Dennett was strongly against any talk of consciousness when it came to LLMs, found it absurd, dismissed it with a wave of a hand, and regularly said that even if artificial consciousness were to be discovered in the future (presumably, via some architecture that looks quite different from an LLM), humanity should collectively agree not to build it, and that we should instead focus on fashioning AI into intellectual tools. And remember, Dennett was around to see various advanced models, including GPT-4. This wasn’t an argument from ignorance.
So I have bad news: the reason why it’s tough to find a famous and popular modern philosopher of mind who is a good standard-bearer for the position of “It holds a conversation like a person, therefore we should attribute it a person-like consciousness”… is because it’s a bad position!
2. Why literary fiction awards keep falling for AI scams
Meanwhile, the anonymous authors Claude and ChatGPT are hard at work as emerging writers, collecting accolades for amorphous slop. Last month the Commonwealth prize, published by Granta, was (almost certainly) given to an AI-generated story, “The Serpent in the Grove” which contained banger lines like:
They called her Zoongie. Maybe it was a name; maybe rain took a shape and decided to keep it. She had the kind of walking that made benches become men.
Fresh off this debacle, the exact same thing seems to have just happened again (there’s supporting evidence, including AI-detector scores).

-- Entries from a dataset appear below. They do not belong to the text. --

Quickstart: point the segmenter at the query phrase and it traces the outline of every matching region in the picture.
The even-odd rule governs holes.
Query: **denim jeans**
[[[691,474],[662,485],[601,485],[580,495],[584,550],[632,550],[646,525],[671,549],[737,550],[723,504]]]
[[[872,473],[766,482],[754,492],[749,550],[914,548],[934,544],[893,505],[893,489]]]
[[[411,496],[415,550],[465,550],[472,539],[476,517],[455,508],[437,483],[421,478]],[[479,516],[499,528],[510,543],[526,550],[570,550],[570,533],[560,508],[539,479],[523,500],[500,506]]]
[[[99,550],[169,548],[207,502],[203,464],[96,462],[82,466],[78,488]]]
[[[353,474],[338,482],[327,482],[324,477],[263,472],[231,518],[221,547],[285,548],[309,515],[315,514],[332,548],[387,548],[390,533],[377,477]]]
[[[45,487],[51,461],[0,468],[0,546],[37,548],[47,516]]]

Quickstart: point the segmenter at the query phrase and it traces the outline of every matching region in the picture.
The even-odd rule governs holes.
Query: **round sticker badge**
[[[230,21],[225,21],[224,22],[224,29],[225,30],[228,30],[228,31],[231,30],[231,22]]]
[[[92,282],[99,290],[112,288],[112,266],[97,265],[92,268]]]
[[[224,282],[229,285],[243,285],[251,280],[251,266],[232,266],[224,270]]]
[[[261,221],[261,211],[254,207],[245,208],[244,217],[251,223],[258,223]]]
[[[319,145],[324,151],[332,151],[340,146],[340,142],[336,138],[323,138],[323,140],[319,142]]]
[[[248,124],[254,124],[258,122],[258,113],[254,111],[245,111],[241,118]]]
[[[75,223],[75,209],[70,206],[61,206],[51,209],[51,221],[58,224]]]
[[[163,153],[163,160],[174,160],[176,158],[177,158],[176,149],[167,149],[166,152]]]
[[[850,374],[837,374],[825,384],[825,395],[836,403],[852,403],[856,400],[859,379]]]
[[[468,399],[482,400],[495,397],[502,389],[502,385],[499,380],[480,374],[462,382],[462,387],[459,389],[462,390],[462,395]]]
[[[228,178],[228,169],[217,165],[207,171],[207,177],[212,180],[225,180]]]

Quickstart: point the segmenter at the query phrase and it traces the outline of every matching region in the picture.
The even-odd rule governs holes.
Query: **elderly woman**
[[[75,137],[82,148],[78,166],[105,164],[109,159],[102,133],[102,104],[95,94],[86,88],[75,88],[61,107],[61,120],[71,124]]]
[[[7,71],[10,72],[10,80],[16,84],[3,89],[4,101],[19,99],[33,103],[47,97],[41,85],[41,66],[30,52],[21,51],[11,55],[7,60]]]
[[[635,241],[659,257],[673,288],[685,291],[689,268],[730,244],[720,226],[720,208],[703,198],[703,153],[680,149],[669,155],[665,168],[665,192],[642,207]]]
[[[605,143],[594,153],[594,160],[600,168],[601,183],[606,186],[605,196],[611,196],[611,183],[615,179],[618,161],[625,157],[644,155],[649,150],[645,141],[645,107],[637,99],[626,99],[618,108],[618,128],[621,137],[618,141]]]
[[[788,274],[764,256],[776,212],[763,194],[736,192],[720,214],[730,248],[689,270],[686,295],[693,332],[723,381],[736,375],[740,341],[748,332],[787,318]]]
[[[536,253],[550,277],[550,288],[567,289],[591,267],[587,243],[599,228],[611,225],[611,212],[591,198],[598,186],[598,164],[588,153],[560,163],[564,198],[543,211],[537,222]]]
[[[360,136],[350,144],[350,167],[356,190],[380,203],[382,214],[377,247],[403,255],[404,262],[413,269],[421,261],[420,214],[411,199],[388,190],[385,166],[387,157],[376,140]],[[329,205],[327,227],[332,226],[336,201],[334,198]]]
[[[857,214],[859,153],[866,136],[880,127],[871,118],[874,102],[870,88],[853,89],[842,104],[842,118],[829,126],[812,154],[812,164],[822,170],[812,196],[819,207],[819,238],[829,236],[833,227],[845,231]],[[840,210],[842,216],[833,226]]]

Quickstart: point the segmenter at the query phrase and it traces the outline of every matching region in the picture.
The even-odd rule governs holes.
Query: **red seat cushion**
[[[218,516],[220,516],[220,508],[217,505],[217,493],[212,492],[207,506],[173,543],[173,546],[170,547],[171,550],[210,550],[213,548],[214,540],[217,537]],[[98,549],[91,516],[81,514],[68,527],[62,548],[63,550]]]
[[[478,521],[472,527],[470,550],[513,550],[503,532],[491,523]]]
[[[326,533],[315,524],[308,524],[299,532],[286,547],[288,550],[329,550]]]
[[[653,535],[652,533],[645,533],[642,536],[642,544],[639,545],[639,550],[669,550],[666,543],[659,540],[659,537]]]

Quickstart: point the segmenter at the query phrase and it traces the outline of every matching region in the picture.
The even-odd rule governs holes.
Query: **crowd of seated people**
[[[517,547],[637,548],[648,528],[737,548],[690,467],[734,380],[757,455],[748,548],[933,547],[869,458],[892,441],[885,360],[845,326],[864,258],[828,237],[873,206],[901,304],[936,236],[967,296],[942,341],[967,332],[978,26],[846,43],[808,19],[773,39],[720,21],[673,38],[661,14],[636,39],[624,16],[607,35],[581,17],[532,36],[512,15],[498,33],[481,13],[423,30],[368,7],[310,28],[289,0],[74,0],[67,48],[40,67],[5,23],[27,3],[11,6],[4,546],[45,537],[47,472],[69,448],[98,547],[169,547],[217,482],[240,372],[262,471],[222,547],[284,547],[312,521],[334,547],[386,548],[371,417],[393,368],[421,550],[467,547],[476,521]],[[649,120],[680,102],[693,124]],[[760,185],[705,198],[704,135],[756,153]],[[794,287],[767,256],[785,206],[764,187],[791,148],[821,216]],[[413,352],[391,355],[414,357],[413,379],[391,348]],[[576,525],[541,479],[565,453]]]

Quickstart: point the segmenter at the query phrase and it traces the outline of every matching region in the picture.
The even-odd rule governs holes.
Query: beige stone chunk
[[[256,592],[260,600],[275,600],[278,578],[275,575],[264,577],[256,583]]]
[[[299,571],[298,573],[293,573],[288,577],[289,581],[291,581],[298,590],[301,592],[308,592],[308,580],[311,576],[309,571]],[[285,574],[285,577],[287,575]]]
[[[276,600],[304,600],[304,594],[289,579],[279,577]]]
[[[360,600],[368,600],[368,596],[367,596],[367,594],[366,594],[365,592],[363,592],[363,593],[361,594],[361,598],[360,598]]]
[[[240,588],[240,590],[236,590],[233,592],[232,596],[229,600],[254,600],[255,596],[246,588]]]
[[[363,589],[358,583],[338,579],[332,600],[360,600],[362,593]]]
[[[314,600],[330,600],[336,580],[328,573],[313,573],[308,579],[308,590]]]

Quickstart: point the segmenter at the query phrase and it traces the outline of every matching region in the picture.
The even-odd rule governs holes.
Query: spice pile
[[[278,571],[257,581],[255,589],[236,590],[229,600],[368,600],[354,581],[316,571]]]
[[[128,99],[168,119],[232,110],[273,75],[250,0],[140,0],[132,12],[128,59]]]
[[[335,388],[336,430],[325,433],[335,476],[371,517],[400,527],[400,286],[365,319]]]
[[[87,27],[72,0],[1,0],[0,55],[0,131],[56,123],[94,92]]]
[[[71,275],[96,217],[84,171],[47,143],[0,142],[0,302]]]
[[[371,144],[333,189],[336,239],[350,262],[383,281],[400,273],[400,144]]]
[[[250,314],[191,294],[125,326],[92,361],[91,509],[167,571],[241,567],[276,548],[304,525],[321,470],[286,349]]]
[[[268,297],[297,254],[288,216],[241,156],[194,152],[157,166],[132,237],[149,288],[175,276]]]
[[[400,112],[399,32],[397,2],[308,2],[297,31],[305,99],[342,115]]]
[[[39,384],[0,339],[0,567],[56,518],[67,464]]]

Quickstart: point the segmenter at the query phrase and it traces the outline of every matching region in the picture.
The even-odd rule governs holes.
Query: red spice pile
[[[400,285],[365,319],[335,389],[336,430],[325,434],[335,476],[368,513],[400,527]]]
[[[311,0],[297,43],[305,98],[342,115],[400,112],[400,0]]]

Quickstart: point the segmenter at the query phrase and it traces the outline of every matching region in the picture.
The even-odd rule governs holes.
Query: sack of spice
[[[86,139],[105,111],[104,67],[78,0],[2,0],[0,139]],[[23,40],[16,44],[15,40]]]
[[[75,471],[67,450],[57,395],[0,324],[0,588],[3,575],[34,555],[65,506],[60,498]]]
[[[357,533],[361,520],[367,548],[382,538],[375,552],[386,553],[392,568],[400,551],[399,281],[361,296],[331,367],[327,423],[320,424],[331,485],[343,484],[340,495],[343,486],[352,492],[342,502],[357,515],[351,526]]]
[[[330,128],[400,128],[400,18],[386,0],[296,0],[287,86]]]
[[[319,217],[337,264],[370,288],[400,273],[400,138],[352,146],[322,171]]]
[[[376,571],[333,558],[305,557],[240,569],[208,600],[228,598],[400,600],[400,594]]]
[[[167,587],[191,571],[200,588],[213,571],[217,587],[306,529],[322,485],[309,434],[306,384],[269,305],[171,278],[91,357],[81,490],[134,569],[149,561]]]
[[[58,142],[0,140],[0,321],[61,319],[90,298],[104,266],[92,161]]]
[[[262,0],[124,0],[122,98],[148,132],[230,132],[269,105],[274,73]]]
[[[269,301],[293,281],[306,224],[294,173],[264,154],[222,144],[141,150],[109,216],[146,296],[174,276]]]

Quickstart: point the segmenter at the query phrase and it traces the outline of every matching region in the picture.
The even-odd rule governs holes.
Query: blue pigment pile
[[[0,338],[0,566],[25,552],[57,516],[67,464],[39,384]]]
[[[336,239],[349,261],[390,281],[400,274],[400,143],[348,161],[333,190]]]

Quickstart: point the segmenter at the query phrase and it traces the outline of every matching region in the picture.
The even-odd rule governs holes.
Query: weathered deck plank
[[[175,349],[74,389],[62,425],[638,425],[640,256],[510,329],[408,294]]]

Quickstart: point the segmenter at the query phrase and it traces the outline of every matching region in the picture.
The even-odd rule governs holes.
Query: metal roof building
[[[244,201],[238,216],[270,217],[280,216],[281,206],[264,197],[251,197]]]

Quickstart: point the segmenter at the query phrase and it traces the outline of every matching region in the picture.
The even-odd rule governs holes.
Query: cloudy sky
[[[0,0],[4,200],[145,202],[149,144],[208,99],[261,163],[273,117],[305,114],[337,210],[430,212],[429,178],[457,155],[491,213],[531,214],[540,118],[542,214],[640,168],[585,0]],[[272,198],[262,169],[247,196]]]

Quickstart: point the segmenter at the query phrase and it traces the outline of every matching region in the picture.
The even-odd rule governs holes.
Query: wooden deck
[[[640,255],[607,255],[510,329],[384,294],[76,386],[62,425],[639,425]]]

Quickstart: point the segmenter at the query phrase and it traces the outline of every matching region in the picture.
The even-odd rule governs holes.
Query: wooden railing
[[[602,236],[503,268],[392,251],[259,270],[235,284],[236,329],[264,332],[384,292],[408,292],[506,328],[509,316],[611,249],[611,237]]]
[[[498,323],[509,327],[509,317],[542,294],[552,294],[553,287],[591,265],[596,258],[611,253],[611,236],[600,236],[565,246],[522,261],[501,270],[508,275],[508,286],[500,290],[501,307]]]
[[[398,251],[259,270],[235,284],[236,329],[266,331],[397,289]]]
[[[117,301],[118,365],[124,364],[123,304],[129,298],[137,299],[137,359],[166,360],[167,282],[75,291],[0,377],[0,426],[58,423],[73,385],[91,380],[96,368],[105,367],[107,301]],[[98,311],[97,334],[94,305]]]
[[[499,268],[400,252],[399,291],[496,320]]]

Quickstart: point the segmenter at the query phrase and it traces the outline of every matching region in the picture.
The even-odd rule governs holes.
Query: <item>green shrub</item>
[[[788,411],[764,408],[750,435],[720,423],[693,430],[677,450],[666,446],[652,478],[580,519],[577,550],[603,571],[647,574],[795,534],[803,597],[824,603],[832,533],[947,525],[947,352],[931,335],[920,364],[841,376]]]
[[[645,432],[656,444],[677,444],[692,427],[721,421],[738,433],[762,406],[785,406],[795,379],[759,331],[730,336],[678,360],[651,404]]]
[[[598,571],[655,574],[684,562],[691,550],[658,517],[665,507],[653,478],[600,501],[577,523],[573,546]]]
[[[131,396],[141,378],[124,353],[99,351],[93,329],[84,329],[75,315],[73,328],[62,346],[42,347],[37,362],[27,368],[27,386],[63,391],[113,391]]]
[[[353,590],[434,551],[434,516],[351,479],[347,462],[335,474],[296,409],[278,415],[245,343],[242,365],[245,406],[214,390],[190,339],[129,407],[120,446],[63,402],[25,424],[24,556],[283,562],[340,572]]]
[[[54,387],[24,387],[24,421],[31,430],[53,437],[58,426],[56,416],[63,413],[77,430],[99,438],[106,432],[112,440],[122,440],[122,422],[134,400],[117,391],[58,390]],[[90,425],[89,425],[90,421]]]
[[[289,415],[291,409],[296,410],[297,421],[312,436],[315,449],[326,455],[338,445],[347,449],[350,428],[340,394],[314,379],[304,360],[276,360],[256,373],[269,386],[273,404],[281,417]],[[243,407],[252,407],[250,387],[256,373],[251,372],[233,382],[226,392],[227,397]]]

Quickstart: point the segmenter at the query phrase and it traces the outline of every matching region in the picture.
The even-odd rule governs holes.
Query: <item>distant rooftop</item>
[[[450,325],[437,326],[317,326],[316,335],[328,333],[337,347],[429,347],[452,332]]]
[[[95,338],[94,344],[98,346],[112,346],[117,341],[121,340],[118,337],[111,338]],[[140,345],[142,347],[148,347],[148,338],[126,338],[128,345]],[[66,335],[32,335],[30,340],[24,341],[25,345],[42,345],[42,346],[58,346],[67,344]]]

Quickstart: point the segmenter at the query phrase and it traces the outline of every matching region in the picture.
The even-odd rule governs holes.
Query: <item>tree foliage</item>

Anyone with a reasonably good internal AI-detector should have it pinging about a mile a minute while reading either of these “prize-winning” stories. In fact, the latest case literally re-uses a lot of similar language and tropes as the Granta-case winner, which are all heavy favorites of AI.
AI gravitates precisely toward this genre of short story, where the narrator floats around disembodied of everything but remembrances of things past, like memories of olive groves (or whatever), and the hands of their grandmother, and so on.
But I think the hard truth is that this genre of short story was always bad, and its success was entirely its legibility, not its content. You can see this by transposing away all its mystery. Imagine if I wrote a story in which…
The entrance to Dunkin Donuts hit with a blast of cold air, the door opening to reveal its always-earthy and always-yeasty smell, cut by an atmosphere made by machines. Like a hospital for sugar. My grandmother, her skin as thin as paper, handled the change at the register with reverence, counting each quarter, for a moment the girl she had been back in the Great Depression. It was the same order we got every time—herself a coffee, black, and me a cruller, also black, a chocolate rope I bit into hastily. The tantalizing scent of the cruller wafted over me, as it had in New England for hundreds of years.
‘Erik,’ her ancient voice whispered as we slid into our booth.
‘Why we whispering gran’mama?’
She patted the orange-lined table.
‘Because of this place. Because some places always remember.’